Tools for exploring single and aggregate variant results. All workflows are written with a Workflow definition language (WDL) wrapper for transportability across compute environments.
This workflow is produced and maintained by the Manning Lab. Contributing authors include:
- Tim Majarian
- Alisa Manning
This workflow creates a new, subsetted genotype file (in GDS format) for a defined set of variants. This new genotype file contains only those variants specified and only those samples that carry at least one minor allele in at least one variant. The initial motivation for this workflow is in exploring rare and low-frequency variant associations.
All code and necessary packages are available through a Docker image as well as through the Github repository.
This script generates the subsetted GDS file for the variants specified.
Inputs:
- gds_files : comma separated list of gds file paths (file, GDS)

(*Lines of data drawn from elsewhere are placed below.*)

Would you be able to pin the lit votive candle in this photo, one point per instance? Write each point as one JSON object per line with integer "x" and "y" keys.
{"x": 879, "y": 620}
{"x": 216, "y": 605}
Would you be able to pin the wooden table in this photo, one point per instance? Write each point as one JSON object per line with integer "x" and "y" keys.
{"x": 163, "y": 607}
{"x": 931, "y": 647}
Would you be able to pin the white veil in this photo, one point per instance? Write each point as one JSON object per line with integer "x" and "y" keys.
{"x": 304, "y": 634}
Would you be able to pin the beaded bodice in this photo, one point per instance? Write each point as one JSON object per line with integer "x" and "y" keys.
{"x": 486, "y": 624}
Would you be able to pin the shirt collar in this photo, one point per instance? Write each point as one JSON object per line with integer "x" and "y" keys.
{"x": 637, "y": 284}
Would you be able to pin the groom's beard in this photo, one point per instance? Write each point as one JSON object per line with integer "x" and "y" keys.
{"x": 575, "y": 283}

- variant_file : file containing the variants to subset by with a minimum header of: chromosome, position, ref, alt (file, CSV/TSV)
- the optional column minor.allele should specify either ref or alt for each variant, determining which allele should be treated as the minor. If no minor.allele column is specified, alt is assumed to be the minor.
- out_pref : prefix for output filename (string)
- sample_file : a file containing a list of sample ids (matching the genotype and phenotype files) to be included, one per line (TXT)
- disk : amount of disk space in GB for task (INT)
- memory : amount of memory in GB for task (INT)
Outputs :
- out_file : genotype file containing only those variants specified in variant_file and only those samples who carrier a minor allele (GDS, out_pref.gds)
The only output is out_file from above